Pemeriksaan yang dilakukan KOK terhadap Anies dianggap wajar mengingat adanya kecurigaan terkait besarnya dana pertanggungan yang menjadi beban Pemprov DKI Jakarta tersebut. KPK sependapat dengan Badan Pemeriksa keuangan (BPK) yang menyebut Anies sudah melampaui kewenangannya untuk mengesahkan anggaran yang harus ditanggung oleh Pemprov DKI Jakarta, sementara masa jabatannya sudah berakhir pada 16 Oktober 2022 mendatang.
Yang jelas, pemeriksaan Anies oleh KPK dalam kaitannya dengan penyelenggaraan Formula E itu sangat mungkin berdampak pada keinginannya untuk tampil di Pilpres 2024. Pemeriksaan KPK terhadapnya memang baru awal, tetapi bukan berarti juga langsung tuntas. Ada pertaruhan besar yang harus dihadapi oleh Anies.
Pemeriksaan yang dilakukan KPK kepada Anies sekarang ini bukannya tidak berimplikasi pada masa depannya. Pemeriksaaan yang dilakukan menjelang masa purnabakti Anies ini juga menumbuhkan tanda tanya besar. Mengapa dilakukan menjelang Anies pensiun?
Dari penelururan penulis, pemeriksaan yang dilakukan oleh KPK ini juga menimbulkan kegeraman dari para pendukung Anies. Ada yang secara terbuka menyebut jika KPK menerima pesanan untuk memeriksa Anies secara intensif. Para loyalis Anies mendesak KPK untuk bersikap obyektif dalam memeriksa Anies soal Formula E itu. Mereka menilai Anies tidak bersalah dan jangan sampai terkesan dikriminalisasi.
Kendati demikian ada juga pendapat yang menyatakan jika memang ada keterlibatan Anies dalam penyalahgunaan wewenang, atau bersikap abused power terkait pelaksanaan Formula E itu, KPK wajib untuk secara obyektif menjelaskan adanya kerugian negara dari tindakan Anies tersebut.

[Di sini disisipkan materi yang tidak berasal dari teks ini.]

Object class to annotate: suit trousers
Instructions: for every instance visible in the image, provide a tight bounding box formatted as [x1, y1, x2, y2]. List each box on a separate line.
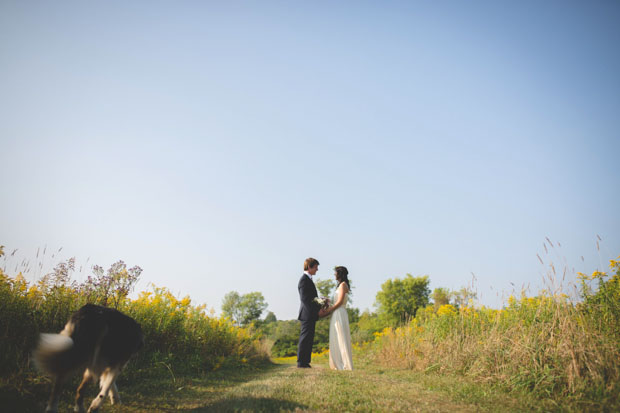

Pemeriksaan KPK kepada Anies tentunya juga bisa memengaruhi sikap dari partai politik yang sejak awal menempatkannya sebagai figur calon presiden (capres) pada Pilpres 2024, terutama NasDem. Sangat mungkin Surya Paloh dkk di NasDem kini "wait and see", tunggu dan lihat. Demikian juga dengan beberapa partai yang sudah melirik mantan Rektor Universitas Paramadina dan Mendikbud tersebut.
Pemeriksaan KPK juga sangat mungkin memengaruhi elektabilitas Anies dalam percaturan politik menuju Pilpres 2024 mendatang. Tingkat keterpilihan dan popularitas Anies dalam berbagai survei sejak setahun terakhir cukup signifikan untuk melambungkan namanya sebagai salah satu capres pengganti petahana Joko Widodo. Namun, bisa jadi pemeriksaan KPK sekarang ini membuat popularitas dan elektabilitas Anies jeblok. Bahkan bisa sampai ke titik nadir jika pemeriksaan KPK terus berlanjut dengan spekulasi Anies pada akhirnya memakai rompi kuning KPK, sebagai tersangka.
Dari penelusuran penulis, penyelidikan KPK atas dugaan adanya korupsi terkait penyelenggaraan Formula E sudah dilakukan jauh-jauh hari sebelum lomba single-seater listrik itu dilangsungan pada 4 Juni lampau. Proses lidik sudah digeber sejak setahun silam. Berbagai pihak terkait sudah dimintai keterangan, termasuk Ketua DPRD DKI Jakarta Prasetyo Edi Marsudi yang sudah lebih dulu mendatangi Gedung Merah Putih pada 22 Maret 2022.
Prasetyo Edi Marsudi, yang meski insan penyuka otomotif fanatik, termasuk yang sejak awal kontra dengan Anies Baswedan. Dia terang-terangan mengkritisi biaya komitmen Formula E yang disetor Pemprov DKI yang terus menjadi sorotan masyarakat. Apalagi, total commitment fee yang ditanggung APBD DKI berbeda jauh dengan commitment fee di kota-kota belahan dunia lain yang juga menyelenggarakan Formula E.
Kita ketahui bahwa perbedaan commitment fee awalnya dipertanyakan oleh Fraksi Partai PSI DPRD DKI. Wakil Ketua Komisi E dari F-PSI, Anggara Wicitra, mengungkap total commitment fee yang ditanggung APBD DKI sebesar 122,102 juta pound sterling atau setara Rp 2,3 triliun. Itu jauh lebih besar dari biaya Nomination Fees for the City of Montreal, Kanada, sebesar C$ 151 ribu atau setara Rp 1,7 miliar dan race fees sebesar C$1.5 juta atau setara Rp 17 miliar dengan total biaya sebesar Rp 18,7 miliar. Bahkan, penyelenggaraan Formula E di Kota New York, Amerika Serikat, tidak dikenai biaya commitment fee.